La menace de dissolution qui pèse sur le syndicat du Cnapeste fait la réagir la classe politique en Algérie, du moins, des partis dits d’opposition.
Ainsi, après le Rassemblement pour la culture et la démocratie (RCD), qui s’était indigné face à ce qu’il a qualifié de « dérive autoritaire », c’est au tour du Front des forces socialistes (FFS) d’exprimer sa solidarité avec ce syndicat et surtout, dénoncer une « judiciarisation » de la vie politique.
Des mesures « injustifiables »
En effet, dans une déclaration rendue publique ce samedi 18 avril 2026, le Premier secrétaire du FFS, M. Youcef Aouchiche, exprime sa « solidarité pleine et entière » avec Messaoud Boudiba, coordinateur national du CNAPESTE, soumis à un contrôle judiciaire l’obligeant à des déplacements répétés à M’Sila, ainsi qu’à une tentative de « mise à la retraite forcée ». Le parti considère ces mesures comme « injustifiables » et « contraires à la législation » nationale en vigueur.
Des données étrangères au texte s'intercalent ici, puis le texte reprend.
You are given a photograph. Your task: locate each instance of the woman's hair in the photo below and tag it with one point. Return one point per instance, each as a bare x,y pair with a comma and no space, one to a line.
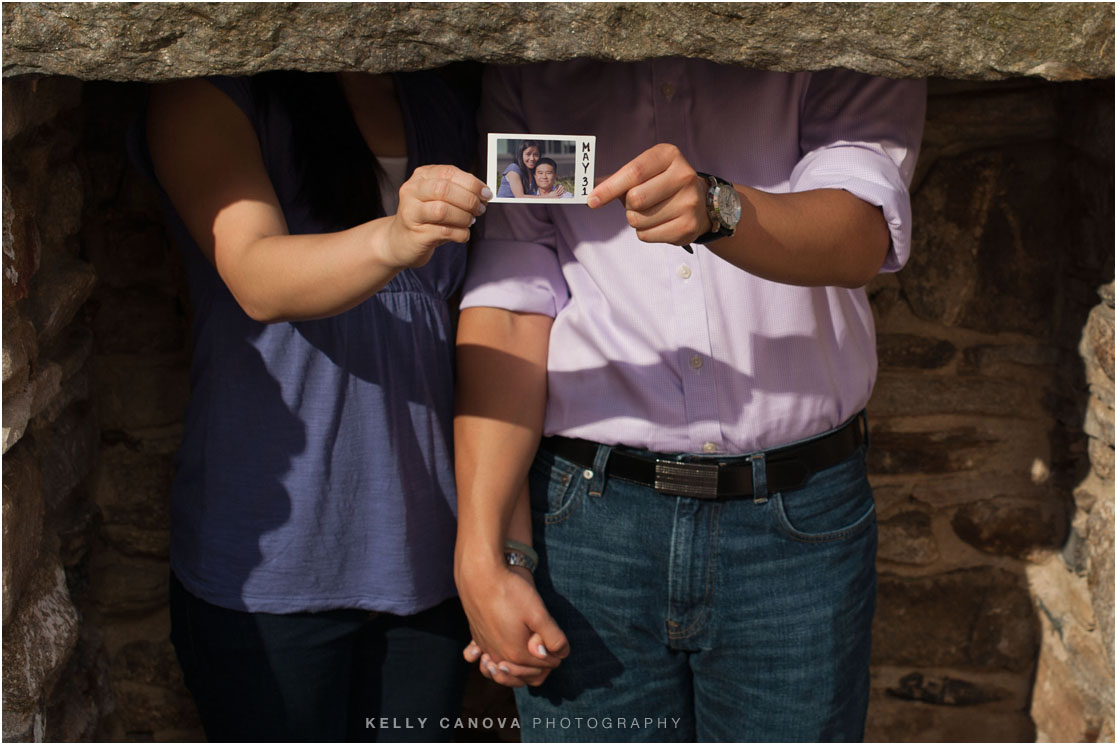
337,173
528,173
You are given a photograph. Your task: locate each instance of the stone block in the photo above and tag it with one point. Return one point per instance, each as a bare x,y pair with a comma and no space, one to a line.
46,385
907,538
975,619
20,350
1099,421
150,662
1000,359
30,102
126,584
144,709
1101,459
75,710
139,321
135,392
60,216
893,720
1004,113
1052,40
1099,541
133,487
17,413
938,451
134,254
22,523
57,296
1066,706
1098,338
1061,595
39,640
903,394
944,690
913,351
70,350
1020,529
974,264
22,245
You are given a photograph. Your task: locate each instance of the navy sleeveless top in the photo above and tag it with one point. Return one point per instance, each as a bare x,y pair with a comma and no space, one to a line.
316,467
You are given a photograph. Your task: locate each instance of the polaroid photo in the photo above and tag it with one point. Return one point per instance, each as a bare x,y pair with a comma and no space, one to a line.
533,169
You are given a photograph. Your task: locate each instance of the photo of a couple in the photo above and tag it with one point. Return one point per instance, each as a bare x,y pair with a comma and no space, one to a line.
530,169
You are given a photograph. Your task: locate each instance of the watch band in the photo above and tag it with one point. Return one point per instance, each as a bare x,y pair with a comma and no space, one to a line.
521,554
713,209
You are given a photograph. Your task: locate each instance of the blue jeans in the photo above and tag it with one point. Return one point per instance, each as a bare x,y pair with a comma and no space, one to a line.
334,676
716,621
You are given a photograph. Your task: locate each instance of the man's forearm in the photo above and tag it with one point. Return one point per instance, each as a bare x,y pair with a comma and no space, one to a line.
812,238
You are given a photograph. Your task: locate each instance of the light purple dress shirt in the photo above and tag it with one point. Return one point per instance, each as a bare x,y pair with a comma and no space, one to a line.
654,347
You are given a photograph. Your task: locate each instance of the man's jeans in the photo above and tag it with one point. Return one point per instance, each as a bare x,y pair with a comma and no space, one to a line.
704,620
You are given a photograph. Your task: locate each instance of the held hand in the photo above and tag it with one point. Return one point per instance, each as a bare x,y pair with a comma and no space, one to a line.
438,204
508,674
664,199
515,639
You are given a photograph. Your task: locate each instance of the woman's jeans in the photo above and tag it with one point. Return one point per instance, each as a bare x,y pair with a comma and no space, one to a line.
689,619
334,676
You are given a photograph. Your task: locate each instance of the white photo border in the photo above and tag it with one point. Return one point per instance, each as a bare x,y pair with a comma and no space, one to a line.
584,158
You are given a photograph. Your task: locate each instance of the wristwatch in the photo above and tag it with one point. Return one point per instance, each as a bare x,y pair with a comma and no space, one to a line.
723,206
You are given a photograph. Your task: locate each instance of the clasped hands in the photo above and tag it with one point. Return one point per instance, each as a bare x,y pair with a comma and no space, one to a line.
665,199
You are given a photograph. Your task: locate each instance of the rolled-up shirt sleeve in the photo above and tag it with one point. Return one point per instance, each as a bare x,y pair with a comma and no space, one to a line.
861,134
513,264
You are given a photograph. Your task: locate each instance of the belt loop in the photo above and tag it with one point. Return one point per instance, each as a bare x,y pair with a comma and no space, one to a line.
760,477
598,477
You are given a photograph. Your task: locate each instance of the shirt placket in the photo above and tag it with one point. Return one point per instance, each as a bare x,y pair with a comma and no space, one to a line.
672,95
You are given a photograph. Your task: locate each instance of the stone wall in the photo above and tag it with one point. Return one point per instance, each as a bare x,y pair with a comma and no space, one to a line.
50,439
986,536
992,421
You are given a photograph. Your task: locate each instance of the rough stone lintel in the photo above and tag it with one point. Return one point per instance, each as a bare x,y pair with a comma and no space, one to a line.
155,41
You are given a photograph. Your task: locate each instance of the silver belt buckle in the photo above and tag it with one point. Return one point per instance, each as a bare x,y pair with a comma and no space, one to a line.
697,480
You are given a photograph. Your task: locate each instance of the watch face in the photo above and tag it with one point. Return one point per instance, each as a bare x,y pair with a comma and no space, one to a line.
728,206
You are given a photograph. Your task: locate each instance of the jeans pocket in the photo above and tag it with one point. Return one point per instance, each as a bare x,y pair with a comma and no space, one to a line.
557,487
834,504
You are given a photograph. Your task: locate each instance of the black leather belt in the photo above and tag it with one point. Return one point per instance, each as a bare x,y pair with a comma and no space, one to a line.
709,478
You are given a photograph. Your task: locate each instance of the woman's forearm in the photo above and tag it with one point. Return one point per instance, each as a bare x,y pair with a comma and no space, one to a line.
301,277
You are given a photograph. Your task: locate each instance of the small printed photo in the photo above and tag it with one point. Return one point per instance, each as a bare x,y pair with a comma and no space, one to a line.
528,169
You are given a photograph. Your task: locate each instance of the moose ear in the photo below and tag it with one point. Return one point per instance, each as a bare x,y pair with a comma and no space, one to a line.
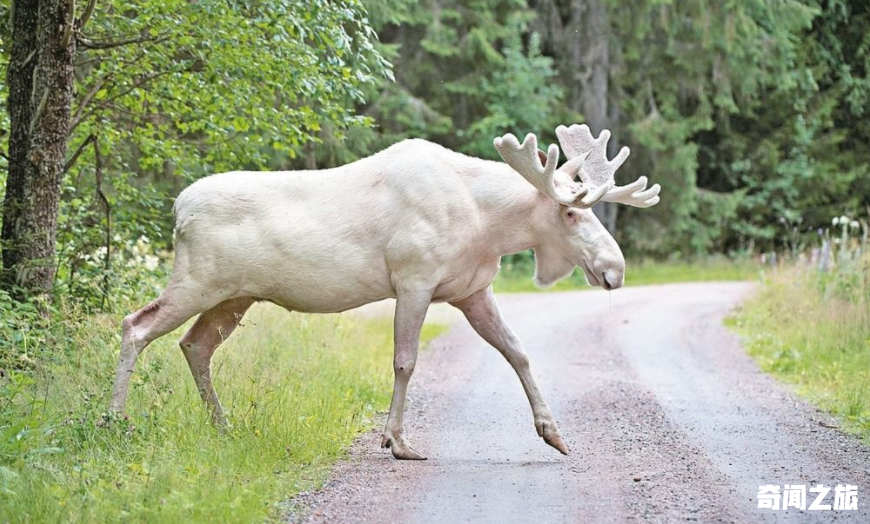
543,157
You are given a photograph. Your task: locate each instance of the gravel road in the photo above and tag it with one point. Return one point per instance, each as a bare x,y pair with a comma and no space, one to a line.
666,417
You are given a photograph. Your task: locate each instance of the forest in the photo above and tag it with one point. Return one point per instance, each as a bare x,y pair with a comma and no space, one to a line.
752,115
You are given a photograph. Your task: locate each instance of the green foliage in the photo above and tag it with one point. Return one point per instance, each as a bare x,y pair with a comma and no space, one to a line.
812,329
297,388
196,88
465,73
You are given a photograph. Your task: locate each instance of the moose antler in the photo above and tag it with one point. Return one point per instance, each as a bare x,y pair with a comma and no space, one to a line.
577,142
526,160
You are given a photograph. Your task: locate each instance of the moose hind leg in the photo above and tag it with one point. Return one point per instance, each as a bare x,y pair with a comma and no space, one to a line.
410,313
141,328
202,340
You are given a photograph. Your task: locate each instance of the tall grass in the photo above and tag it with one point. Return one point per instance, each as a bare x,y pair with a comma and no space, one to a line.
297,390
811,328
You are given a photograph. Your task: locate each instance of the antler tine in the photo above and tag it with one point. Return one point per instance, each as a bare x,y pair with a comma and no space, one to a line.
524,159
598,172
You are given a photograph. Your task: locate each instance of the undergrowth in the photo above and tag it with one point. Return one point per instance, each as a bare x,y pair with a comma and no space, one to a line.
297,389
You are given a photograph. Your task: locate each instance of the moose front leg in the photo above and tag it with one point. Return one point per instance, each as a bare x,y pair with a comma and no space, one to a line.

Ensuite, le parti rappelle avec insistance que les corps intermédiaires, en particulier les syndicats, «ne doivent pas être perçus comme des menaces », mais comme des instruments « essentiels de médiation », d’encadrement et de stabilisation de la société. « Leur affaiblissement ou leur neutralisation constituerait une atteinte grave à l’équilibre social et politique du pays », indique cette formation politique.
Halte à la « judiciarisation » de la vie publique !
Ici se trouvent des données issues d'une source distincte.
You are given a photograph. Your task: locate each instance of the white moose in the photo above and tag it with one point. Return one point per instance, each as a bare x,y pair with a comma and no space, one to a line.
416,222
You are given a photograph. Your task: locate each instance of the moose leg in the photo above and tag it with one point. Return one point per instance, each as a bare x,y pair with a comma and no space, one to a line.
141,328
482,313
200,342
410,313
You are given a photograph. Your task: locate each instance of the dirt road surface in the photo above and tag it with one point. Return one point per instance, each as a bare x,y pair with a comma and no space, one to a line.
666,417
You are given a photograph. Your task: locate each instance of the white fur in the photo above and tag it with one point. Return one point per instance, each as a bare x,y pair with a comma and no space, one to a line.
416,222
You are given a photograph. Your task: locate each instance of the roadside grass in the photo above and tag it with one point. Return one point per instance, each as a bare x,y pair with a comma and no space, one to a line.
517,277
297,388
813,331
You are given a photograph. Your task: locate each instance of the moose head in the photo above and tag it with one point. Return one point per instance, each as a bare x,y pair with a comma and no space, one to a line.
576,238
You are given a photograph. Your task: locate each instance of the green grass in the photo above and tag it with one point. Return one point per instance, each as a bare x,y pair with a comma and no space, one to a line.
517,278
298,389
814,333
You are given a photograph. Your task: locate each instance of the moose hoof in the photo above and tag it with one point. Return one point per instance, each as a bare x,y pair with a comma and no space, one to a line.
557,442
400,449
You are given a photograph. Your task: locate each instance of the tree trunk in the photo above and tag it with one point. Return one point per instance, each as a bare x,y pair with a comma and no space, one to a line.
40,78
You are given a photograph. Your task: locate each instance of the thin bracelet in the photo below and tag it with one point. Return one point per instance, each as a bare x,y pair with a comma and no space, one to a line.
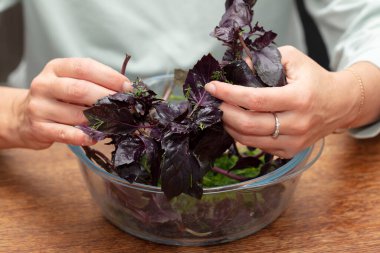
362,91
362,97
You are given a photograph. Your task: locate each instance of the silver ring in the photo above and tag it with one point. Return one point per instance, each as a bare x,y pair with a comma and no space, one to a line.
276,126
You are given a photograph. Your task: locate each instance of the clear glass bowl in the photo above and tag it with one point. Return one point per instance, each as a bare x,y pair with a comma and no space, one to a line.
223,214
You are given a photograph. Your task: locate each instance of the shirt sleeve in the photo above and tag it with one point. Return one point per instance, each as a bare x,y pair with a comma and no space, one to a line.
5,4
351,31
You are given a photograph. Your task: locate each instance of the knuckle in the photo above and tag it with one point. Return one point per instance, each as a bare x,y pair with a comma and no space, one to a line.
304,99
81,67
255,101
37,85
61,135
245,125
290,49
79,117
54,62
32,108
35,127
303,127
77,89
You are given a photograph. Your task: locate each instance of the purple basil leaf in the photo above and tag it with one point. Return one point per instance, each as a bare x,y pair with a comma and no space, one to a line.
128,151
238,15
110,119
94,134
99,158
207,116
264,40
246,162
238,72
133,172
251,3
211,144
180,172
196,79
267,63
152,153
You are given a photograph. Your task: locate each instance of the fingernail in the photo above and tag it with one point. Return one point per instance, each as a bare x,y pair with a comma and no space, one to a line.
127,86
88,141
210,87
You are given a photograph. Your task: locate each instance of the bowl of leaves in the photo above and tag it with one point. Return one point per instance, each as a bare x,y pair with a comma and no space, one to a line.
164,168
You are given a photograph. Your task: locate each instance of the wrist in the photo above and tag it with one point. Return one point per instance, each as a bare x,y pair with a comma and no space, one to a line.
11,117
348,99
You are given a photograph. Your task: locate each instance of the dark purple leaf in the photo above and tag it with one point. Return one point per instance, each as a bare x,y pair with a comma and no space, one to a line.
251,3
264,40
237,16
246,162
94,134
238,72
180,172
267,63
196,79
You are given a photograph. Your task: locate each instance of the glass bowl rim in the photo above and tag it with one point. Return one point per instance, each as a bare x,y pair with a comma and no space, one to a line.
283,173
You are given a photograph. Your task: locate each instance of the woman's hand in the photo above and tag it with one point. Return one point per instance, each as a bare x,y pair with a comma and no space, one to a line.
57,98
313,104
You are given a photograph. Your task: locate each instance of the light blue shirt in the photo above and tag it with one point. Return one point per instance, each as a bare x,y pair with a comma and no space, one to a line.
167,34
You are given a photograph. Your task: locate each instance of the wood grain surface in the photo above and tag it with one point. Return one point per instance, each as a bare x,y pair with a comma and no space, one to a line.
45,207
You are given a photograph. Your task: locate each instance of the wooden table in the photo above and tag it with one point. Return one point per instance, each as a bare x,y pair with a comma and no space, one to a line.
45,207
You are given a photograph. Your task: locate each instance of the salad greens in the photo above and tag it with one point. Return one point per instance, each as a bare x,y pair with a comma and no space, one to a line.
183,146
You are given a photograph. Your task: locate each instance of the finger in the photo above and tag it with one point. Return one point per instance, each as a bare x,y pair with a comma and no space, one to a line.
76,91
90,70
261,123
65,134
60,112
257,99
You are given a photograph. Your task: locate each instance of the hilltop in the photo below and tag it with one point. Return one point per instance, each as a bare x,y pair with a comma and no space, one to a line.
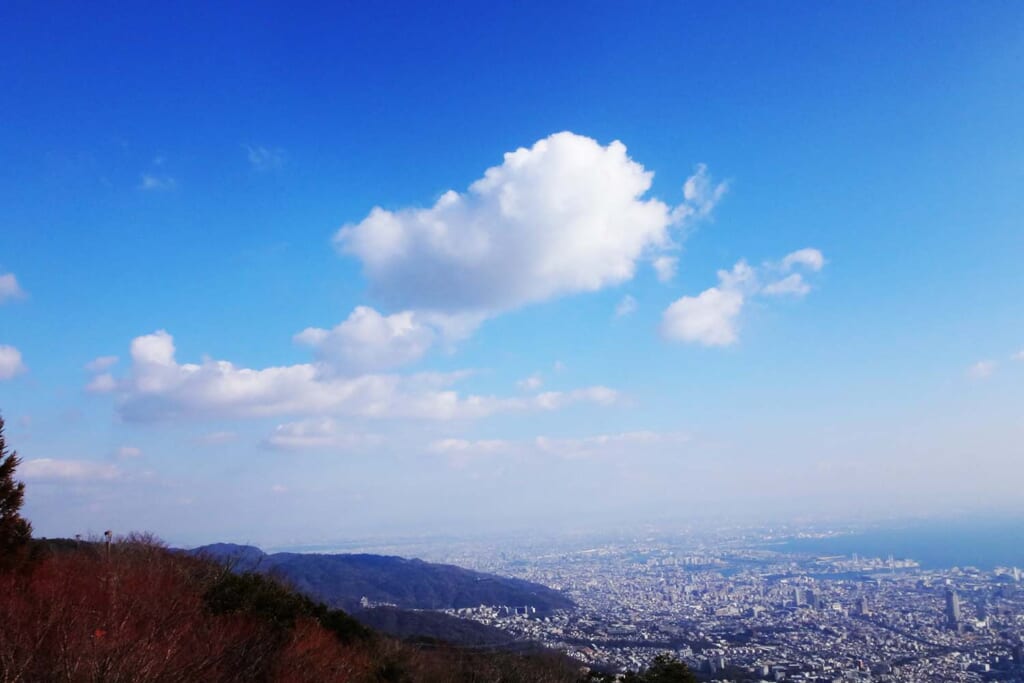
343,580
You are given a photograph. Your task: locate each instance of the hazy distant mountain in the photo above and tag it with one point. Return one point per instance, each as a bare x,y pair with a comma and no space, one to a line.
341,581
436,626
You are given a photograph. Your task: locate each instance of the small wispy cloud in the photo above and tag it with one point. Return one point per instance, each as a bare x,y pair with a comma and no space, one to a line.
9,289
10,363
626,306
981,370
665,267
531,383
157,182
265,159
214,438
101,364
77,470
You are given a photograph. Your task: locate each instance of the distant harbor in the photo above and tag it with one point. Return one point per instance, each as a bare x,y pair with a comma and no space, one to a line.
936,545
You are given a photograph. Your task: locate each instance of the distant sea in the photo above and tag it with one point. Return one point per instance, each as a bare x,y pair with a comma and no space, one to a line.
983,544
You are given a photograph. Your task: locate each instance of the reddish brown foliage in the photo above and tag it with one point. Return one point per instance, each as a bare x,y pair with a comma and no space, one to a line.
138,615
139,612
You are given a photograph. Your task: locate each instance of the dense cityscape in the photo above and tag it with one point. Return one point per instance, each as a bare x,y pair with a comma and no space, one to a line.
742,607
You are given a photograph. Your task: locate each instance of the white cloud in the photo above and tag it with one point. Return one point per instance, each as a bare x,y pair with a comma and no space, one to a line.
10,363
213,438
461,446
665,267
708,318
793,284
712,317
9,289
79,470
626,306
158,387
320,433
552,400
810,258
367,341
156,182
101,364
531,383
563,216
627,443
701,195
265,159
622,444
981,370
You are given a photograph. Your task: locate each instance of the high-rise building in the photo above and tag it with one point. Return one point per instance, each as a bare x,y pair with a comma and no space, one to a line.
952,610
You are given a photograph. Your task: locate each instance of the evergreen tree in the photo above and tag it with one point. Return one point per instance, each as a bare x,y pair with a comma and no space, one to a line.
14,529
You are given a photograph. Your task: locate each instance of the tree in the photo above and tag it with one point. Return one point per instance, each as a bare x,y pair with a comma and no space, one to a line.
665,669
15,530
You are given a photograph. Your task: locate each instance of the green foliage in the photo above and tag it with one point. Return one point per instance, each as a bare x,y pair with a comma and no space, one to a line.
261,596
665,669
15,531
Dans la foulée, le Front des Forces Socialistes réaffirme sa « ferme opposition » aux lois encadrant l’activité syndicale et le droit de grève, qu’il juge « liberticides » et contraires à l’esprit de la Constitution. Le parti réitère l’urgence de réviser ces textes afin de garantir les libertés syndicales et la protection effective du droit de grève en Algérie.
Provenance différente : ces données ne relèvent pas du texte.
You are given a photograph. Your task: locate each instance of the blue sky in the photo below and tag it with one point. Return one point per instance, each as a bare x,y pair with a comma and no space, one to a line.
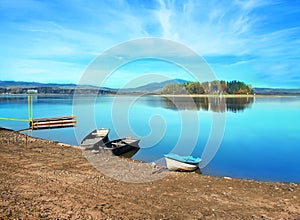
256,41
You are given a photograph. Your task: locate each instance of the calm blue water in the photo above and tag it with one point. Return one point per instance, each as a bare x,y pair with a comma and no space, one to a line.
261,136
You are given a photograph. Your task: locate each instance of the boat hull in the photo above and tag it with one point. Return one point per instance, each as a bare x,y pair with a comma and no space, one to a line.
176,165
119,146
95,139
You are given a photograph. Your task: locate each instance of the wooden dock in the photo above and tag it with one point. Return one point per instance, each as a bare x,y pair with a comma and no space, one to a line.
48,123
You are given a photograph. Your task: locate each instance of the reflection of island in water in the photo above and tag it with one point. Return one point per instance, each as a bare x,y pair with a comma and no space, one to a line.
215,104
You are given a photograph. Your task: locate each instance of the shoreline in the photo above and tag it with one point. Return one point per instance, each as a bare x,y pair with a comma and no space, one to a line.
156,95
46,179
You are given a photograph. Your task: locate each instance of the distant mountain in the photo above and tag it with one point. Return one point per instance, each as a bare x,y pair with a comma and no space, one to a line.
151,87
19,87
32,84
271,91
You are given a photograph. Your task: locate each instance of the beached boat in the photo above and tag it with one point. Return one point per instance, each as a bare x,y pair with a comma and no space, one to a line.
181,163
94,139
119,146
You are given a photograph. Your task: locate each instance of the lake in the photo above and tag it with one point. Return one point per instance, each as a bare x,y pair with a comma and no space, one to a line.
249,137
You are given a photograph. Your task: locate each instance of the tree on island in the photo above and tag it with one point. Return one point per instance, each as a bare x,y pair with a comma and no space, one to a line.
213,87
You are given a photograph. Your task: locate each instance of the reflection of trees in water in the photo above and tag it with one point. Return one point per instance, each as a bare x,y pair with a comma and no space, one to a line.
215,104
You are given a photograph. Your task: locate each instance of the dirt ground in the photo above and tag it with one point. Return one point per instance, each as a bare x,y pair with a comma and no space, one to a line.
45,180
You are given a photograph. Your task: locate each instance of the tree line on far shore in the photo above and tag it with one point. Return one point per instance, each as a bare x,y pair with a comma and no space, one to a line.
214,87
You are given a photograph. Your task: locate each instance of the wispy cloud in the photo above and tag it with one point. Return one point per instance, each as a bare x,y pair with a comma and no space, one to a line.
235,36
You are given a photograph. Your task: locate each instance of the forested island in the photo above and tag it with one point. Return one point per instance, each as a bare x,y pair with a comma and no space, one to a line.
176,86
214,87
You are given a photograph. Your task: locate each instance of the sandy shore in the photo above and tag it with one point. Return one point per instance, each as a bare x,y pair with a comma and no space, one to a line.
43,179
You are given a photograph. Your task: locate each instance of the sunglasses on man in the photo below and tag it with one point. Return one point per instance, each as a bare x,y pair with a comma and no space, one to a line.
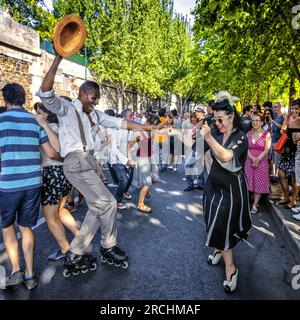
220,120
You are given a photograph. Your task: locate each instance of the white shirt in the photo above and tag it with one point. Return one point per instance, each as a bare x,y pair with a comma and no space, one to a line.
118,149
69,133
46,161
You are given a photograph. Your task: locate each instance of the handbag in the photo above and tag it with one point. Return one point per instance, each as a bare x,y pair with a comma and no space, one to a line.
279,146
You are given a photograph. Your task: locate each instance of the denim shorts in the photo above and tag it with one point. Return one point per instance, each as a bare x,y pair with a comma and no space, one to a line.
22,205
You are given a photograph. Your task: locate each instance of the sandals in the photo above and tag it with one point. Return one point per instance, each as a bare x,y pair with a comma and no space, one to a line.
214,258
144,208
230,286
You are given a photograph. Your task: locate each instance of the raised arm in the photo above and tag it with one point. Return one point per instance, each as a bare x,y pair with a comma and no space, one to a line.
48,81
221,153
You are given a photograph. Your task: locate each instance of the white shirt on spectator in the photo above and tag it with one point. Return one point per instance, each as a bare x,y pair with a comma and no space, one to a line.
69,133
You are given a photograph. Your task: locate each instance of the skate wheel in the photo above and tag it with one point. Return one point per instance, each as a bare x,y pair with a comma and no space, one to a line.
76,272
94,266
66,273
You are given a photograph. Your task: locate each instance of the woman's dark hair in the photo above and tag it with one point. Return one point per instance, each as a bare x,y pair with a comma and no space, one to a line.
14,94
51,118
89,86
153,118
174,112
224,105
260,115
271,113
110,112
162,112
246,109
295,102
268,105
66,98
Youcef Aouchiche, dénonce également la « judiciarisation » de la vie publique et met en garde contre toute « dérive » visant à l’« embrigadement » de la société, qui ne peut qu’engendrer davantage de tensions et de fractures au sein du corps social.
Le FFS appelle enfin les autorités publiques à rompre avec ces pratiques et à privilégier le dialogue social et politique, seule voie capable de préserver la sérénité nationale et de mobiliser les forces vives du pays autour d’un projet national de démocratisation et de développement.